I have written here before about the case of Steven Salaita. The University of Illinois at Urbana Champaign withdrew its offer of a tenured position in American Indian Studies to Salaita, an offer that had always been contingent on the approval of the Board of Trustees. That happened in August, after a series of disgusting public statements by Salaita, including one that wished Jewish settlers dead, came to the attention of the administration and the board. Salaita has now, not surprisingly, sued, hoping to compel the university to hire him. The university has announced that it will defend itself against Salaita’s “meritless claims” and has restated its position that “Dr. Salaita lacks the judgment, temperament and thoughtfulness to serve as a member of our faculty in any capacity, but particularly to teach courses related to the Middle East.”

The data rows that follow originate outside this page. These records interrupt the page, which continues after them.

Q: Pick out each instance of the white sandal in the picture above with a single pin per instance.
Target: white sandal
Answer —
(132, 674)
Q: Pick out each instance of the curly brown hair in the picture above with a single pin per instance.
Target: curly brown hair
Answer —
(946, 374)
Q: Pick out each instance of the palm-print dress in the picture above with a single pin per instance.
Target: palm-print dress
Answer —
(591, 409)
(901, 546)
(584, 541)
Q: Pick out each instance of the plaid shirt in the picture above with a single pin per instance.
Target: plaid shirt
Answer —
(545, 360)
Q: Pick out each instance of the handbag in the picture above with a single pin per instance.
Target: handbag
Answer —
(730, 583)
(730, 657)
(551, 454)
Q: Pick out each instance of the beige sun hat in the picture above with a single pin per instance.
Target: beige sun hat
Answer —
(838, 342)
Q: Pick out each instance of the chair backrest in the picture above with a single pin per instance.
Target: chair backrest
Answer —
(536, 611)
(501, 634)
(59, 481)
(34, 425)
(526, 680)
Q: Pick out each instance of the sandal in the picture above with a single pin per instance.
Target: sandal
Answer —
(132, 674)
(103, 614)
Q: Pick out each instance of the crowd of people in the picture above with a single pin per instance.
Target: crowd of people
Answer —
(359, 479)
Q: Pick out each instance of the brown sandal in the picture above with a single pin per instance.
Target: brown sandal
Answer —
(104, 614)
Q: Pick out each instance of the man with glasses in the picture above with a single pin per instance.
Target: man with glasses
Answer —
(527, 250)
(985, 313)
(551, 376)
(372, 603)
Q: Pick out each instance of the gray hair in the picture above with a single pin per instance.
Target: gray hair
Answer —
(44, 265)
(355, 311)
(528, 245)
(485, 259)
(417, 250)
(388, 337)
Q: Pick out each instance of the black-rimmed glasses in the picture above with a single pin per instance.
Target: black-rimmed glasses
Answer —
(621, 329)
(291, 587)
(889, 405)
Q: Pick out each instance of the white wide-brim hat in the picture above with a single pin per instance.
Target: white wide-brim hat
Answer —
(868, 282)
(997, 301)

It is a legitimate matter of controversy whether the University of Illinois, for which trustee approval of faculty appointments is so routine that it frequently occurs after the prospective hire has already started teaching, is liable, as a matter of contract law, for some of the losses Salaita suffered as a result of U of I’s actions. But Salaita is not just suing the University of Illinois. He is also suing unnamed donors to the University of Illinois.
It has long been a contention of Salaita’s supporters that he was undone not by his own recklessness but by wealthy (read: Jewish) donors who pressured the university to dump him. There is no question that a few people claiming to be large donors, along with many other students and alums, objected strenuously in writing to the hire of Salaita. Those few also suggested that they would stop supporting the university if it persisted in hiring Salaita. Chancellor Phyllis Wise also met with at least two donors who wanted to discuss Salaita with her. The complaint, however, offers no evidence that donor influence was decisive. Indeed, team Salaita’s smoking gun is a meeting that took place between a donor and Wise the day Wise issued a letter to Salaita informing him that she would not be sending his appointment to the board. But, as the complaint acknowledges, the board had already decided to “support a decision to terminate Salaita’s appointment” a full week before the meeting in question.
From these letters and meetings Salaita’s lawyers make out a complaint that the donors and administrators “conspired to accomplish an unlawful purpose by unlawful means.” Moreover, the complaint charges that the donors, who “had knowledge of the university’s contract with Professor Salaita and their commitment to complete his appointment,” are liable, under Illinois law, for “tortious interference with contractual and business relations.”
I am not a lawyer, but it does not take a lawyer to see that these charges are baseless. To prove the conspiracy charge, Salaita’s lawyers would have to show that the donor and administrator defendants reached an agreement and acted in concert to deprive Salaita of his rights. Though the complaint alleges precisely this, it does not even attempt to present evidence of agreement or concerted action. It is preposterous to describe the donors who complained about Salaita and the administrators and trustees who ultimately decided to part ways with him as engaged in a conspiracy. As for tortious interference, with contractual relations, the plaintiffs under Illinois law would presumably have to show, among other things, “(1) the existence of a valid and enforceable contract between the plaintiff and another; (2) the defendant’s awareness of the contractual relationship; (3) the defendant’s intentional and unjustified inducement of a breach of the contract; (4) a subsequent breach by the other caused by the defendant’s wrongful conduct.” But in this case, whether Salaita had an enforceable contract at all, in the absence of approval by the Board of Trustees, is a matter of dispute among legal experts.
Even in the case of tortious interference with business relations, on which the lawyers do not focus, the plaintiff would have to establish that the interference was independently wrongful conduct. Although Salaita’s lawyers would like to establish that threatening to stop providing charitable contributions to an organization is intimidation under the law, it hardly seems likely that they will be able to do so.
Presumably, Salaita’s lawyers want to send a message to donors; don’t demand anything of the colleges and universities to which you donate. Even someone who thinks, as I do, that colleges and universities should not allow donor pressure to influence their decisions on curricular or personnel matters, cannot but be struck by the audacity of Salaita and his radical supporters. It is as if they are saying not only to colleges and universities, where they rightly enjoy academic freedom, but also to society at large: “I loathe you and seek to destroy you. Now pay me.”
Perhaps philosophy and law professor Brian Leiter is right that the Salaita team is counting on the fact that even weaker elements of the complaint, if they survive the expected motion to dismiss, will allow discovery, requiring the university to disclose things about its interactions with donors it would rather not disclose. That prospect may induce U of I to settle with Salaita on more favorable terms than it is presently willing to offer him. May the court put a stop to it.